I implemented a new operator in cuda and would like to make it available it on pip/conda. What is the best way to do it?
Ideally I would build a wheel but I’ve met a lot of issues generating something that is remotely portable from an environment/machine to another. Another issue I don’t know how to solve is how to automatically pick the wheel based on the pytorch version the user has.
If users compile when the package is installed then they need nvcc which is not installed with pytorch using the recommended installation commands. Moreover it seems that the GCC version that ships with conda isn’t compatible with cuda 11.7 so it seems I would need users to have a custom combination of GCC/cuda installed outside of conda.
Am I missing something? What is the recommended way of distributing pytorch extensions ?
Creating binaries is not trivial if you are shipping C++/CUDA code and you could take a look at our pytorch/builder repository to see how the general process is done for PyTorch.
Ideally, you would ship your package with a statically linked CUDA runtime library and would then link against PyTorch and its dependencies.
Statically linking the CUDA runtime is the right approach.

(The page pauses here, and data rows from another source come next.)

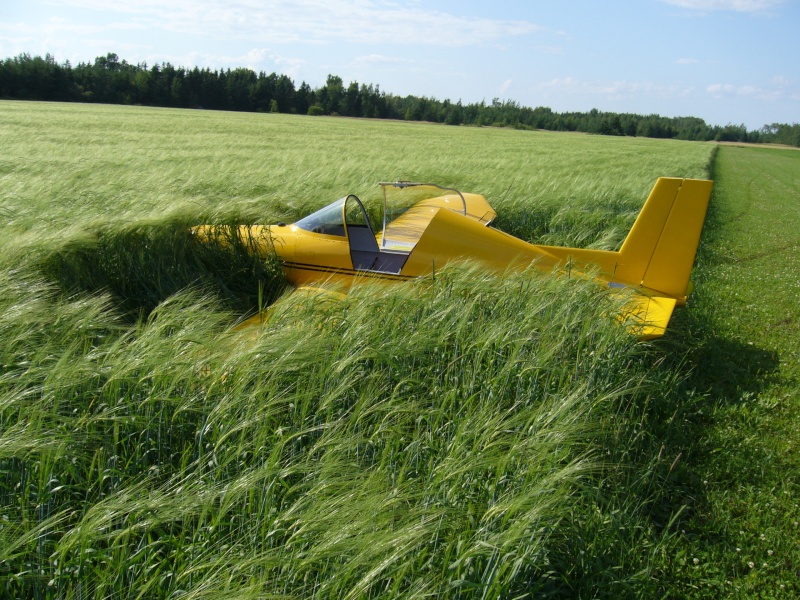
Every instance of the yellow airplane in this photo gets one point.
(337, 243)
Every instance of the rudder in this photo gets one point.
(660, 248)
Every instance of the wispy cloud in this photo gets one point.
(720, 90)
(751, 6)
(313, 21)
(613, 89)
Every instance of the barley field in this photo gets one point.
(471, 436)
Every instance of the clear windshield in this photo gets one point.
(327, 220)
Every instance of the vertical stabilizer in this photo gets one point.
(660, 248)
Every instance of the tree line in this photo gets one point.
(113, 81)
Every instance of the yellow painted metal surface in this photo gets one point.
(652, 267)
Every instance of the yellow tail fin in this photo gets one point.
(660, 248)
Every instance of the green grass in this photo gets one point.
(472, 436)
(745, 324)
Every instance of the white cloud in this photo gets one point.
(613, 89)
(734, 5)
(363, 21)
(722, 90)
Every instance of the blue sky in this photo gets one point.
(726, 61)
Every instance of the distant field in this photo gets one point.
(473, 437)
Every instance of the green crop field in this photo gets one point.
(471, 436)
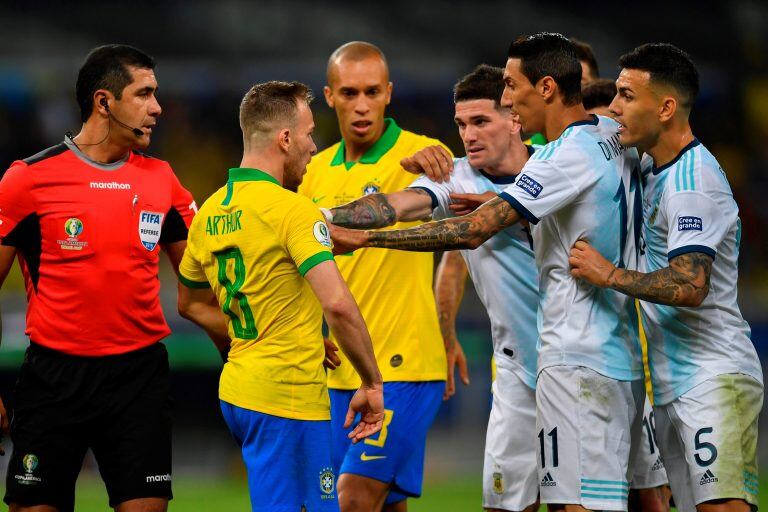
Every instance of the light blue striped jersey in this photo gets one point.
(583, 185)
(503, 271)
(688, 207)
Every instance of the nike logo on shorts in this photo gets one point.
(365, 457)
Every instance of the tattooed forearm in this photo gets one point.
(684, 283)
(467, 232)
(371, 211)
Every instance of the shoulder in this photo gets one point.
(323, 158)
(697, 171)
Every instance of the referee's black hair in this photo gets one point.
(667, 64)
(550, 54)
(106, 67)
(483, 83)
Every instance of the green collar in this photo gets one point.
(375, 152)
(247, 174)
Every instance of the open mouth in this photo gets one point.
(361, 127)
(474, 151)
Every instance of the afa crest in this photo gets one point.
(327, 481)
(370, 188)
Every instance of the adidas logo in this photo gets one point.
(548, 481)
(708, 478)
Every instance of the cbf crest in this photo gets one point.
(327, 483)
(150, 226)
(370, 188)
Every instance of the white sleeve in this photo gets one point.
(694, 223)
(440, 194)
(545, 186)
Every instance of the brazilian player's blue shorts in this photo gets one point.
(288, 461)
(396, 454)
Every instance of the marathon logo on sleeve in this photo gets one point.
(689, 223)
(150, 226)
(530, 185)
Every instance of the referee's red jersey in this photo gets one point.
(88, 238)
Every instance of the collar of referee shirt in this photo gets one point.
(249, 174)
(375, 152)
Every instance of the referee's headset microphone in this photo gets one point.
(135, 131)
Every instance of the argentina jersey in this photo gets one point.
(582, 185)
(688, 207)
(503, 271)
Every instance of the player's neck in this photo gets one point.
(354, 151)
(514, 161)
(559, 117)
(670, 142)
(264, 163)
(95, 142)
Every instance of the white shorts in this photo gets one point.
(585, 423)
(510, 475)
(708, 438)
(649, 469)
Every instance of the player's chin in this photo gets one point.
(143, 141)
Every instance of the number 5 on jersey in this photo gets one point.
(244, 328)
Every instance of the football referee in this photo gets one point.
(87, 219)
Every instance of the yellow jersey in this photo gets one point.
(252, 242)
(392, 288)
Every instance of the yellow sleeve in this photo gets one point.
(305, 235)
(191, 272)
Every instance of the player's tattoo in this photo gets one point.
(685, 282)
(467, 232)
(371, 211)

I don’t know which additional CUDA libraries you would need.
In that case your package might need to be updated as well assuming it depends on PyTorch directly. If you don’t use any PyTorch operations, your updates would be more flexible.

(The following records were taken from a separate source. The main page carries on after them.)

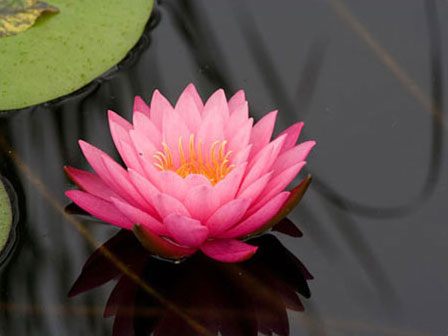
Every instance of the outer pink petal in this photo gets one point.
(201, 202)
(140, 106)
(263, 162)
(254, 190)
(258, 219)
(172, 184)
(99, 208)
(236, 120)
(190, 108)
(227, 188)
(276, 185)
(262, 132)
(186, 231)
(94, 157)
(236, 100)
(228, 250)
(115, 118)
(120, 129)
(227, 216)
(144, 125)
(145, 188)
(292, 134)
(210, 130)
(159, 106)
(122, 184)
(240, 140)
(90, 183)
(293, 156)
(137, 216)
(217, 105)
(167, 205)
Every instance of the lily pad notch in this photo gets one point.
(62, 53)
(7, 206)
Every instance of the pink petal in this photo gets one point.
(144, 125)
(137, 216)
(228, 250)
(227, 216)
(140, 106)
(227, 188)
(186, 231)
(159, 107)
(254, 190)
(160, 246)
(94, 157)
(201, 202)
(258, 219)
(216, 105)
(145, 188)
(210, 130)
(263, 161)
(236, 120)
(167, 205)
(236, 100)
(172, 184)
(90, 183)
(241, 157)
(262, 132)
(117, 119)
(240, 139)
(122, 184)
(292, 134)
(293, 156)
(174, 128)
(146, 152)
(190, 108)
(99, 208)
(194, 180)
(276, 185)
(119, 129)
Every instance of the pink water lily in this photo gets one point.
(198, 176)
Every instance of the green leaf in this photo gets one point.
(64, 52)
(5, 215)
(19, 15)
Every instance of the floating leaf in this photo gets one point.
(18, 15)
(5, 215)
(64, 52)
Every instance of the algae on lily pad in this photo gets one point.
(17, 16)
(61, 53)
(5, 216)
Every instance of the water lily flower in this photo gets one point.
(198, 177)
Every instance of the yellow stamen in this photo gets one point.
(215, 166)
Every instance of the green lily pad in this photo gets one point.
(5, 215)
(61, 53)
(17, 16)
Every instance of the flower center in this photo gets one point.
(214, 165)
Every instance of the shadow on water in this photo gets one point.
(232, 299)
(34, 282)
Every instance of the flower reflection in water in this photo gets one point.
(231, 299)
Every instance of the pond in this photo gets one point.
(369, 81)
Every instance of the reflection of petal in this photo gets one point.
(244, 299)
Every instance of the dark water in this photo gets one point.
(369, 80)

You can also take a look at e.g. pytorch_geometric which should have a similar release process you are targeting.
I don’t fully understand why users would need to build your package if you are planning to release wheels.
I think it depends on your use case and what your package is supposed to do.
If you don’t have any dependency on PyTorch and are not using any of its operations, you might not want to add it as a dependency and e.g. using pycuda might be easier.